The Importance of Being a Reader

Reading is an important part of many families around the world, some being “natural-born readers”  and others having taught themselves the habit. But why is it important? Why should we encourage young children to be readers? We’ll try to find some answers.

“Reading is the opening door to other worlds” was the very cliché phrase that was in the back cover of The Wishing Tree by William Faulkner (his only children’s book). I read that book several times when I was a young girl and every time I stopped to look at that phrase I realized how accurate it was. By the time I was 13 I had already been in Denmark in the middle of a kingdom crisis, I had traveled to other planets and met a proud rose, I had fallen in a hole and had tea with a Mad Hatter,  I had cried with a miserable little match girl, I had lived the adventures of 4 little women. I had visited innumerable countries, met a lot of people and learned a lot about the world without even leaving home. Reading gives you knowledge, empathy, communication skills and imagination.

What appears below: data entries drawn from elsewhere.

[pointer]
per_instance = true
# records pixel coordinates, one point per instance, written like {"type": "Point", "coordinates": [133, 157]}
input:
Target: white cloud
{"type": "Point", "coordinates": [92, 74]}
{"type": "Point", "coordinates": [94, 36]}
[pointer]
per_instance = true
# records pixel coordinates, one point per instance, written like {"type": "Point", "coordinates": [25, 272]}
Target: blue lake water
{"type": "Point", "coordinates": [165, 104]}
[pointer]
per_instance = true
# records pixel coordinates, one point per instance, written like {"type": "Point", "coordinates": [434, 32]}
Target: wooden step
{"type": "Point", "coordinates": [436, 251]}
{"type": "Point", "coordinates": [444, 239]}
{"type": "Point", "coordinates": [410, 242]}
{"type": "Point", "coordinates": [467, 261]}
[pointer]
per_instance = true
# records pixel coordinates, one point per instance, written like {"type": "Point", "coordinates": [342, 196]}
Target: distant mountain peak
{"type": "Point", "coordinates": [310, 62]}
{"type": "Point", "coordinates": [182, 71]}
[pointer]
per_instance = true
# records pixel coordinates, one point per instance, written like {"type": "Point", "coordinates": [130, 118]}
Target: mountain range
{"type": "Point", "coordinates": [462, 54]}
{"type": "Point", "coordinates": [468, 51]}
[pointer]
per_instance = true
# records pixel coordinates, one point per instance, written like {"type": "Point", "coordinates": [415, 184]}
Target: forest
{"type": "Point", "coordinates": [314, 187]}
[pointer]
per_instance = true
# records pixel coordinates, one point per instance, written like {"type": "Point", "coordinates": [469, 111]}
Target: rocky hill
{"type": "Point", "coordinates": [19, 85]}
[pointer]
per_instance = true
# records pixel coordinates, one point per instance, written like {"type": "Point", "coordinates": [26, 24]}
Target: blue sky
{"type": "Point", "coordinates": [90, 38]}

As if that wasn’t enough, kids that read tend to do much better at school. It’s simply easier for them, since they are used to focus for long periods of time, have an improved vocabulary and developed thinking skills. Overall, they have a better aptitude for learning.

And also, don’t forget: Reading is fun! It relaxes our body and calms our mind while giving us new feelings and emotions. If you are a parent that reads with your child (you really should), you are creating a strong bond, a better and nurturing relationship as well as fond memories. And even if your kids are not so young (and not so cuddly anymore), enjoying the same books as your children can open lines of communication that will only strengthen  your relationship.

I like this link by the University of Michigan Health System. In it, you'll find some more hows and whys along with links to resources on literacy. There are also links and help on what to do if someone you know (adult or child) has trouble reading. Yes, sometimes all those I don't want/like to read hide a real problem behind. It's worth checking it out.
So, go on, cozy up with your family and your favorite book. It will never be a waste of time.